American Gangster (dir, Ridley Scott, 2007)
American Gangster is a film that grabs the audience around the jugular and barely loosens its grip from beginning to end. The opening scene introduces Frank Lucas (Denzel Washington) standing in front of a man tied to a chair outside the back of a restaurant. The man is beaten and bloody. Petrol is being poured over him. Lucas casually lights a cigar and throws the lighter on the bleeding man. Flames and screams erupt and then Lucas draws his handgun and shoots the man dead. This is the American Gangster.
Scott is a director who has a beautiful eye for visuals and knows how to make a film look good. Blade Runner (1982) and Gladiator (2000) are prime examples of the British director's visual finesse.
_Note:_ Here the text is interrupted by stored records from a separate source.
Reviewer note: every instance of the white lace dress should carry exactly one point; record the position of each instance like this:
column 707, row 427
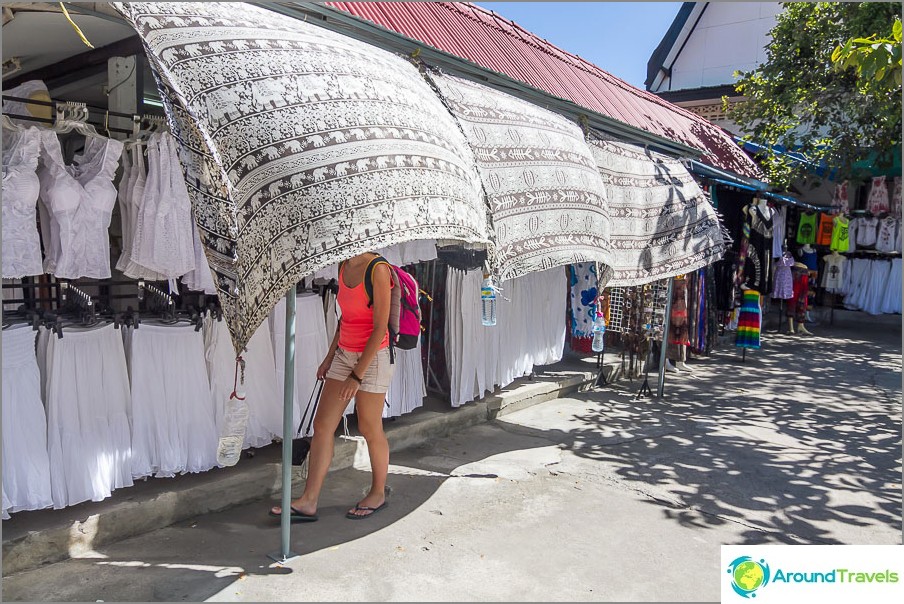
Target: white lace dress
column 163, row 240
column 79, row 200
column 21, row 242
Even the mediocre Hannibal is beautifully shot. Scott's weakness as a director can be his inability to hold dramatic, realistic tension and a film such as American Gangster needs this element to be spot on. The opening scene is promising and suggests Scott understands his source material.
The films follows the stories of Frank Lucas, an African American drugs overlord and recounts the true story of his monopolisation of the drugs trade in New York. Richie Roberts (Russell Crowe) is the policeman who eventually caught Lucas. It is an intriguing tale, with Lucas's cold blooded boldness contrasted with his passion for family values. Lucas reveres family life and does everything to keep a sense of unity in family life. The paradox this creates is most stark when he is sitting with his brothers and nephews explaining the importance of family and subsequently shoots a gangster in the street. After indifferently killing the gangster, Lucas sits back down with his family and carries on talking about family as if nothing has happened. What is portrayed though, is not a sociopath, but a man who is able to separate 'business' from 'pleasure'. He does not realise how blurred those edges really are.
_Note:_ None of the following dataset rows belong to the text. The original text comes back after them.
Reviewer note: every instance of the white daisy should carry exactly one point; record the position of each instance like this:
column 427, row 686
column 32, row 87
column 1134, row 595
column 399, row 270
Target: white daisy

The film is Washington's show and his charismatic performance means Crowe is good, but always in the shadows. In a sense, that is more how it should be, as Crowe's character Roberts works hard to bring Lucas down, never bending the rules and paying the price for that in a corrupt police department. Roberts sifts through the shadows and eventually topples Lucas's empire and this being a greater irony as the audience learns of Lucas's careful operations.
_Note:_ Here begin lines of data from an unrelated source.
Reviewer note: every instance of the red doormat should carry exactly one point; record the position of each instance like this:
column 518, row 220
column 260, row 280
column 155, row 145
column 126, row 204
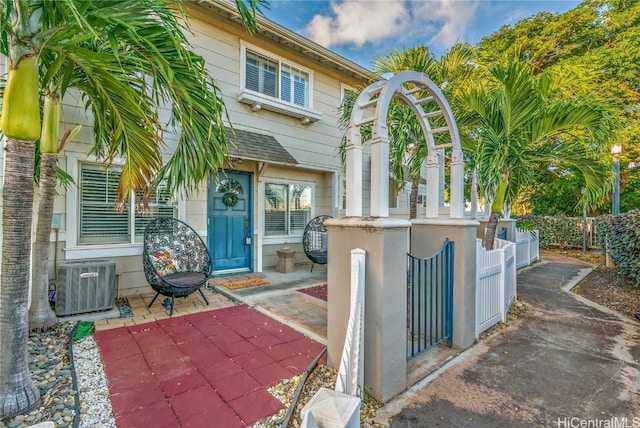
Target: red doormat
column 319, row 292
Scott solidly directs and sustains a dramatic grip on the audience. Washington's performance is electric and the story is compelling. Scott has not created a masterpiece in the gangster genre, but very few films make it to that mark. The production values are excellent, with the cinematography not failing Scott's fine eye. It slots into another Scott film that ensures his mark on Hollywood has not finished yet.